Index: modules/textutil/textutil.n
===================================================================
RCS file: /cvsroot/tcllib/tcllib/modules/textutil/textutil.n,v
retrieving revision 1.5
diff -u -r1.5 textutil.n
--- modules/textutil/textutil.n	2001/08/02 16:38:07	1.5
+++ modules/textutil/textutil.n	2001/09/17 21:33:34
@@ -22,6 +22,8 @@
 .sp
 \fBtextutil::tabify\fR \fIstring {num 8}\fR
 .sp
+\fBtextutil::tabify2\fR \fIstring {num 8}\fR
+.sp
 \fBtextutil::trim\fR \fIstring {regexp [ \t]+}\fR
 .sp
 \fBtextutil::trimleft\fR \fIstring {regexp [ \t]+}\fR
@@ -30,6 +32,8 @@
 .sp
 \fBtextutil::untabify\fR \fIstring {num 8}\fR
 .sp
+\fBtextutil::untabify2\fR \fIstring {num 8}\fR
+.sp
 \fBtextutil::strRepeat\fR \fIstring num\fR
 .BE
 .SH DESCRIPTION
@@ -120,6 +124,18 @@
 chars by a tabulation and return the result as a new string.
 
 .TP
+\fBtextutil::tabify2\fR \fIstring {num 8}\fR
+Similar to \fBtextutil::tabify\fR this command tabifies the
+\fIstring\fR and returns the result as a new string. A different
+algorithm is used however. Instead of replacing any substring of
+\fInum\fP spaces this comand works more like an editor.
+.sp
+Each line of the text in \fIstring\fR is treated as if there are
+tabstops every \fInum\fR columns. Only sequences of space characters
+containing more than one space character and found immediately before
+a tabstop are replaced with tabs.
+
+.TP
 \fBtextutil::trim\fR \fIstring {regexp [ \t]+}\fR
 Remove in \fIstring\fP any leading and trailing substring according to
 the regular expression \fIregexp\fR and return the result as a new string.
@@ -150,6 +166,21 @@
 \fBtextutil::untabify\fR \fIstring {num 8}\fR
 Untabify the \fIstring\fP by replacing any tabulation char by a substring
 of \fInum\fP space chars and return the result as a new string.
+
+.TP
+\fBtextutil::untabify2\fR \fIstring {num 8}\fR
+
+Untabify the \fIstring\fP by replacing any tabulation char by a
+substring of at most \fInum\fP space chars and return the result as a
+new string.
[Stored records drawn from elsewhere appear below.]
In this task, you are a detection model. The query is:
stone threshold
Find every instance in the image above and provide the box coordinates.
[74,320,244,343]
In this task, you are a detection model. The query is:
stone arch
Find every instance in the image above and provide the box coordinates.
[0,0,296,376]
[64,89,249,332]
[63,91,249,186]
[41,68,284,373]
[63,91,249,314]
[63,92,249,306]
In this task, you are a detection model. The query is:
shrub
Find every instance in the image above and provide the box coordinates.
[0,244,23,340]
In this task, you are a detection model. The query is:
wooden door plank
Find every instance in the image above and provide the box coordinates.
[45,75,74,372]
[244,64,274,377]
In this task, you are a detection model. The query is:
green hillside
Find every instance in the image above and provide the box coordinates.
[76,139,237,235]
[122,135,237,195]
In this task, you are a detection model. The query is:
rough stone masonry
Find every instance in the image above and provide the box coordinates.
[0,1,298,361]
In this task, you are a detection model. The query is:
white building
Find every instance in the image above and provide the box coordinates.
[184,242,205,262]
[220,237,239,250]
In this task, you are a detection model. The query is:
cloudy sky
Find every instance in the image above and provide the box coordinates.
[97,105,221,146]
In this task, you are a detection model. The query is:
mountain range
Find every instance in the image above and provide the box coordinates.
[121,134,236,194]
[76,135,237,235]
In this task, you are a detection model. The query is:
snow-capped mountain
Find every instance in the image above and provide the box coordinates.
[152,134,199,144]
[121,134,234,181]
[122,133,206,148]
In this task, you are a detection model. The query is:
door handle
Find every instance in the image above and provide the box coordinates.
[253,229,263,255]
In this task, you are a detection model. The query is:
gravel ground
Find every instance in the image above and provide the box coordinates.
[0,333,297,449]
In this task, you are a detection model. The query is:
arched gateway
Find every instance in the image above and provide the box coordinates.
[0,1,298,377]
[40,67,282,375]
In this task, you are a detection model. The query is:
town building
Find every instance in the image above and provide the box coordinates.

Unlike \fBtextutil::untabify\fR each tab is not replaced
+by a fixed number of space characters.  The command overlays each line
+in the \fIstring\fR with tabstops every \fInum\fR columns instead and
+replaces tabs with just enough space characters to reach the next
+tabstop. This is the complement of the actions taken by
+\fBtextutil::tabify2\fR.
+.sp
+There is one asymmetry though: A tab can be replaced with a single
+space, but not the other way around.
 
 .TP
 \fBtextutil::strRepeat\fR \fItext num\fR